Однако не следовало рассчитывать на то, что Кати будет его поощрять, если он станет упиваться воспоминаниями. Однажды она сказала:
— А знаете, в чем состоит последнее безумие моей мамы? Насколько мне известно, она выращивает борзых щенков там, в своем Хьюстоне, а потом они участвуют в собачьих выставках. Она ничем не интересуется, кроме своих борзых, и разъезжает по всей стране, собирая медали.
В другой раз Кати пожелала снова взглянуть на картину, которую художник назвал «Фолия». Алексис пошел достать ее, поскольку она была заставлена другими полотнами.
— Знаете, коль скоро вы так любите «Фолию», — сказал он, я хочу подарить ее вам.
— Это было бы нечестно с моей стороны. Я продала вам картину и получила за нее деньги.
Алексис настаивал до тех пор, пока она не согласилась принять его подарок.
— Вы никогда не объясняли мне, какой смысл вложили в эту картину…
— В ней нет никакого смысла. «Фолия» — это танец наподобие чаконы, который был очень распространен в XVII веке. Когда-то эту музыку очень любила ваша мама. У нее была такая пластинка.

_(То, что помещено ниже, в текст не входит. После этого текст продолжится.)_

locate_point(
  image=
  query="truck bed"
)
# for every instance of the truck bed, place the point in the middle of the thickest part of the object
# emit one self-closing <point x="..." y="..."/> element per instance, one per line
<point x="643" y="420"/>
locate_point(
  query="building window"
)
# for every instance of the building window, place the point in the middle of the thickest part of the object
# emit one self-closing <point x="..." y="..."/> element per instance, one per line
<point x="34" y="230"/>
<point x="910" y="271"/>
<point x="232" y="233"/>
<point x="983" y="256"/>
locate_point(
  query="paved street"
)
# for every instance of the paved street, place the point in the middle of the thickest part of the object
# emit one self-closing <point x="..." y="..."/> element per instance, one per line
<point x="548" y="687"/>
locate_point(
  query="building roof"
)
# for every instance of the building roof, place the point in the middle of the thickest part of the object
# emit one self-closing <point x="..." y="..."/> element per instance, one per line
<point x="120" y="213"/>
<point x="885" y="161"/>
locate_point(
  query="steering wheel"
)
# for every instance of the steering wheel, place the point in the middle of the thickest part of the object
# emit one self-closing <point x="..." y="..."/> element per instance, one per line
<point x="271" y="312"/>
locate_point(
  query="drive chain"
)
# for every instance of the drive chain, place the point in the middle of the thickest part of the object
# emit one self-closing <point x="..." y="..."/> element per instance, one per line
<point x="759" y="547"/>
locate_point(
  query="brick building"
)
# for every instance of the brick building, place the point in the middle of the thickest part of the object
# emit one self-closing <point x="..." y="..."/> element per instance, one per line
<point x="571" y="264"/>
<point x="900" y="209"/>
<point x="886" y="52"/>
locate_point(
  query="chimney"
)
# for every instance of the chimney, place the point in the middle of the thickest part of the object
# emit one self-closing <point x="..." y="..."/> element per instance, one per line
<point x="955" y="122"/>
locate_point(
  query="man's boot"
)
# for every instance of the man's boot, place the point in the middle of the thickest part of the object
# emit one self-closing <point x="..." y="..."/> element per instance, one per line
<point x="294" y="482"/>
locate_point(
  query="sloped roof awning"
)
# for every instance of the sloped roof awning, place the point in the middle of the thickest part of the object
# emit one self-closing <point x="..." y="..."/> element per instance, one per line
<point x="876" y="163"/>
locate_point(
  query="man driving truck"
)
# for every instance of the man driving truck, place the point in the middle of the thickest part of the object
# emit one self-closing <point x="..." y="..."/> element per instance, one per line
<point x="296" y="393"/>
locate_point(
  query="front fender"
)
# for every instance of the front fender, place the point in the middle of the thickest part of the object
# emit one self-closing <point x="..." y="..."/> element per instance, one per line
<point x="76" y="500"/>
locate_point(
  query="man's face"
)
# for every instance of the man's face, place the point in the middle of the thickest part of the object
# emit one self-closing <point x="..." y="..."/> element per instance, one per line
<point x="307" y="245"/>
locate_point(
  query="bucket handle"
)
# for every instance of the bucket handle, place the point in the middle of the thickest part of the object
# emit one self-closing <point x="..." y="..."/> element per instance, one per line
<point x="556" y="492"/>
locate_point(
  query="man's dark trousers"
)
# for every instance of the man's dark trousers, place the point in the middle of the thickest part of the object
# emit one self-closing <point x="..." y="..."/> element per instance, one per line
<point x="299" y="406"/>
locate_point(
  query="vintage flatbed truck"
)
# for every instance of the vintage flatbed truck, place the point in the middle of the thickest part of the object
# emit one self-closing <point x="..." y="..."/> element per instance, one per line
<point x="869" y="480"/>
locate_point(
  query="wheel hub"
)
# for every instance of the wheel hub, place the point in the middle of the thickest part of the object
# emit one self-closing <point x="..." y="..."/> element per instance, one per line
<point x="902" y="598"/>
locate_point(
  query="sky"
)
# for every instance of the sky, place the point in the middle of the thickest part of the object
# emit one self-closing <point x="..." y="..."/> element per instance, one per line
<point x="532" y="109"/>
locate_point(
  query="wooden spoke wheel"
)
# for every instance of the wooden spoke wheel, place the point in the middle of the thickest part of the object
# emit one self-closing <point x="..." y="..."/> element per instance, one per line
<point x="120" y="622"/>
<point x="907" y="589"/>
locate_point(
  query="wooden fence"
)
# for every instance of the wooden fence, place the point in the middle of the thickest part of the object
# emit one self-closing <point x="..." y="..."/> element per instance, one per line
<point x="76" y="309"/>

В своей картине я попытался, насколько возможно, передать впечатление от этой музыки.
Он объяснил ей, что на картине просматриваются статуя то ли амура, то ли странного ангела и сломанная скрипка.
— Как видите, связь с музыкой довольно условная. Здесь можно усмотреть и нечто совсем иное, придать картине любой смысл.
— Да, но ведь этот вихрь красок, этот огонь и чернота — и в самом деле настоящее безумие.
Порою Кати слишком тонко все понимала.
Как бывало некогда с ее матерью, она вдруг исчезала на долгое время и оставляла Алексиса в полном неведении. А то вдруг решала покинуть Париж навсегда. К счастью, это «навсегда» длилось не так уж долго. Оно зависело от переживаемых ею романов, от работы и от Себастьяна. И подобно своей матери, Кати возвращалась как ни в чем не бывало, словно они виделись накануне. А между тем с каждым разом она возвращалась еще более незащищенной и беспомощной — во всяком случае, так казалось. Когда она уходила, обещая, что скоро придет опять, Алексис приникал ухом к двери, чтобы услышать, как ее шаги затихают на лестнице. Затем он пытался следить из окна, как она удаляется по улице. В такие минуты перед его мысленным взором снова возникала Женевьева, которая с абажуром в руке бежала по перрону метро в сочельник. Потому что и сегодня, в эту минуту, все тоже могло быть в последний раз.